Это чем-то напоминает безбашенных героев советской фантастики 20-х годов.
В общем, эти люди встают на пути узурпатора.
На Земле у него сразу ничего не ладится. Сначала абитуриент распиливает метеоритный камень, в виде которого его робот прибывает на нашу планету. Камень сразу срастается, но после инициации на лице у Человека образуется шрам. Мудрый дед называет его антихристом. Девушка отвергает его любовь. В отделении милиции запирают его в сейф. «Супротив милиции он ничего не смог» (В.Высоцкий). В конце концов он решает за причиненные обиды погасить земное Солнце. Но ученым удается завладеть шлемом управления, а абитуриент, которого он берет на звездолет, направляющийся к Солнцу, в нужный момент открывает люк и сгорает вместе с кандидатом в диктаторы Вселенной. Наша планетная система оказывается спасена. До следующего раза, как минимум.
В Википедии творчество Полещука связывают с Чижевским.

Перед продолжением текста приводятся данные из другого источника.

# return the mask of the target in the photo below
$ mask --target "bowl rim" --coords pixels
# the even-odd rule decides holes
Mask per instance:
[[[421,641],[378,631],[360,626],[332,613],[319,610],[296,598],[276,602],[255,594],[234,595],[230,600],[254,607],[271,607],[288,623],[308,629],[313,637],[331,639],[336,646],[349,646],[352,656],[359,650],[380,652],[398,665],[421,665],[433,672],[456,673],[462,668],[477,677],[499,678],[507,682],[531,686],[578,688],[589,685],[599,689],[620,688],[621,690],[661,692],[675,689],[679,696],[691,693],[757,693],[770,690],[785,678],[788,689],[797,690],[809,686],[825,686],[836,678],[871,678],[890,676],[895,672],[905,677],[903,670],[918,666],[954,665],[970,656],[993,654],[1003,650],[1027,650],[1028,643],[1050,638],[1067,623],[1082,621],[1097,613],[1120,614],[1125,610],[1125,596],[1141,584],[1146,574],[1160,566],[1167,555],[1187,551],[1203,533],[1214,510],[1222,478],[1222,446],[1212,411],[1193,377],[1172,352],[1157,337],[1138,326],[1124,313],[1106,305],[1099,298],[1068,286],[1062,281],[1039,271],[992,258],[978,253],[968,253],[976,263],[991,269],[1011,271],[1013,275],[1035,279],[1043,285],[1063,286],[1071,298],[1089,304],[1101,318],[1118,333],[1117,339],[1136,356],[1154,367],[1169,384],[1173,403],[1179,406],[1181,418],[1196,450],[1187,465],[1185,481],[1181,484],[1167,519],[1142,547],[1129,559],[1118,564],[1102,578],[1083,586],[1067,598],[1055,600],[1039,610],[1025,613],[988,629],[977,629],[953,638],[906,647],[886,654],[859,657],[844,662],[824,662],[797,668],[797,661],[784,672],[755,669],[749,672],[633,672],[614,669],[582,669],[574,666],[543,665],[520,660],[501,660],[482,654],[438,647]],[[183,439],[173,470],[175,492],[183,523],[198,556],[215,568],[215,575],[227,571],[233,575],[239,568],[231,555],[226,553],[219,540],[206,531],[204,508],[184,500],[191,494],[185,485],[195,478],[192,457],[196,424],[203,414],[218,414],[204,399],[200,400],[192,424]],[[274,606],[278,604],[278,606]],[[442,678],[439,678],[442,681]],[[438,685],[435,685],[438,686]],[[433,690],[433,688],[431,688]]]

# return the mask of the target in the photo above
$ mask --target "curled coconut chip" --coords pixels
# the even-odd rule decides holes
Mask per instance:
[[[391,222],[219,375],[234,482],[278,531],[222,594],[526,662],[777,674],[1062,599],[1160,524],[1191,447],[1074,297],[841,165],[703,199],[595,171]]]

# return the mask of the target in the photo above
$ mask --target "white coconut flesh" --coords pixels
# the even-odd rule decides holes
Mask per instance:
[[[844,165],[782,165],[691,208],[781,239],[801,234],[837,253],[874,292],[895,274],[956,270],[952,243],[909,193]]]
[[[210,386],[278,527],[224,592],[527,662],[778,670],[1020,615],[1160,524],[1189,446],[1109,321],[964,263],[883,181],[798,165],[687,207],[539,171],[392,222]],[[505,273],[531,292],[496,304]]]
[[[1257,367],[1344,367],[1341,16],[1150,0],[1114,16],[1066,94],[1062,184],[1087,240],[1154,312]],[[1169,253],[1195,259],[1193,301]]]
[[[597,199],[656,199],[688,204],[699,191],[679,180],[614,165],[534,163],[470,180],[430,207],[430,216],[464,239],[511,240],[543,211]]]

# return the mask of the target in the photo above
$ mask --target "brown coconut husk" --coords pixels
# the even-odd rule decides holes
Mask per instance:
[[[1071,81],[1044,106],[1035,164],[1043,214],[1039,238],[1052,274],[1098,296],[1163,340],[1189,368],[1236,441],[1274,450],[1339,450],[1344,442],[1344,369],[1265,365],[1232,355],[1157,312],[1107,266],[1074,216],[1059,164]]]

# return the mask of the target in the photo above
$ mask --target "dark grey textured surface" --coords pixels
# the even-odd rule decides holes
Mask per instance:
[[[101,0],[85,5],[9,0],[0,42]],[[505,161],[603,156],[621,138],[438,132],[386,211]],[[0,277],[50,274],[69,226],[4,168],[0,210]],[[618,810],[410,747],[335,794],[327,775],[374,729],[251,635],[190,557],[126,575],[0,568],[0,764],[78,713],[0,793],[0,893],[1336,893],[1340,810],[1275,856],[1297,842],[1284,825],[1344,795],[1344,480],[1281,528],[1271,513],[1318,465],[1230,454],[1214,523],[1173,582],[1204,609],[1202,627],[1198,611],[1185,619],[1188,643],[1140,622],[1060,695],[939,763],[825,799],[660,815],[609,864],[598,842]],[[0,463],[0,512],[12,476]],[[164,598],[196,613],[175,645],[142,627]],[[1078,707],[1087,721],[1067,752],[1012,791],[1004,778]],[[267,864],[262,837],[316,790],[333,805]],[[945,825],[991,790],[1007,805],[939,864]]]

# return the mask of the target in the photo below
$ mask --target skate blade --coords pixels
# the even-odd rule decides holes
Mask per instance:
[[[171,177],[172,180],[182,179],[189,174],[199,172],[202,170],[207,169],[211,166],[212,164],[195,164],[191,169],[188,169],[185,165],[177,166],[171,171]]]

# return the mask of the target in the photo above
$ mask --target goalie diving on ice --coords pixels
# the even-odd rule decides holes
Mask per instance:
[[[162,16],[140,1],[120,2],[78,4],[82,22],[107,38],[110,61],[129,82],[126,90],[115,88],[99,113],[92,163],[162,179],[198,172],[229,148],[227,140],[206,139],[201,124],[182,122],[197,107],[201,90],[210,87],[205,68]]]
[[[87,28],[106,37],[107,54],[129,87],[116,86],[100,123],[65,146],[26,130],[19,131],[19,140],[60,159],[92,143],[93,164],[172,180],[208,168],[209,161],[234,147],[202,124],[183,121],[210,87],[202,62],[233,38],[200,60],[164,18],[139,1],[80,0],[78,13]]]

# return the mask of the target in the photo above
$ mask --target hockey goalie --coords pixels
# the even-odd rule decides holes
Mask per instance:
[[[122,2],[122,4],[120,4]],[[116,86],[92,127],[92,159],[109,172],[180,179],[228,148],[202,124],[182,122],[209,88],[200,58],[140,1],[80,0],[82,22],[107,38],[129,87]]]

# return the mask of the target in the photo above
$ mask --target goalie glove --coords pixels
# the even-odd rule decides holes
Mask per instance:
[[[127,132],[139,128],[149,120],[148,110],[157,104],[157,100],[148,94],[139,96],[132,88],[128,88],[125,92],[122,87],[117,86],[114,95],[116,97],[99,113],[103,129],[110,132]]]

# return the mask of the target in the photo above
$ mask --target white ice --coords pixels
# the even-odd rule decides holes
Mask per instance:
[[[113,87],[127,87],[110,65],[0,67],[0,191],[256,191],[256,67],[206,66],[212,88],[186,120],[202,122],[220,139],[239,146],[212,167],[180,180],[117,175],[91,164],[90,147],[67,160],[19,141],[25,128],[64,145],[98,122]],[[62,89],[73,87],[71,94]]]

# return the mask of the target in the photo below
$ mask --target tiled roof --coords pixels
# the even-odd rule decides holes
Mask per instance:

Я не очень ориентируюсь в русском космизме, но ощущаю некоторый специфический аромат замогильных утопий Фёдорова и Циолковского и колорит картин Филонова.
А то и дело проскакивающие хармсовские фразы: «Простите, — звонил он в другую клинику, — человек без зрачков к вам не поступал?»
И главное, за свое будущее я теперь был спокоен. Страшных врагов и мест для подвига хватит и в светлом коммунистическом обществе.
За это автору можно было простить и совершенно не интересное мне копание в электрических схемах. Это, видимо, было непреодоленное влияние так называемой «фантастики ближнего прицела» 40—50-х годов, в которой советские инженеры побеждали стихийные бедствия, рак и мировой империализм посредством усовершенствования радиолампы. Простить и сатирическое изображение институтских интриг и дремучих начальников, тиранящих таланты. Эта тема потом тоже всплывет у Стругацких…
А со мной на несколько лет стало все ясно. Я бросил учиться, ходить гулять, общаться со сверстниками и взрослыми. Я читал фантастику. Стругацких, Лема, Брэдбери. Не раздумывая, лез в драку, если при мне начинали хвалить мушкетеров, Майн Рида или, не дай Бог, русскую классику.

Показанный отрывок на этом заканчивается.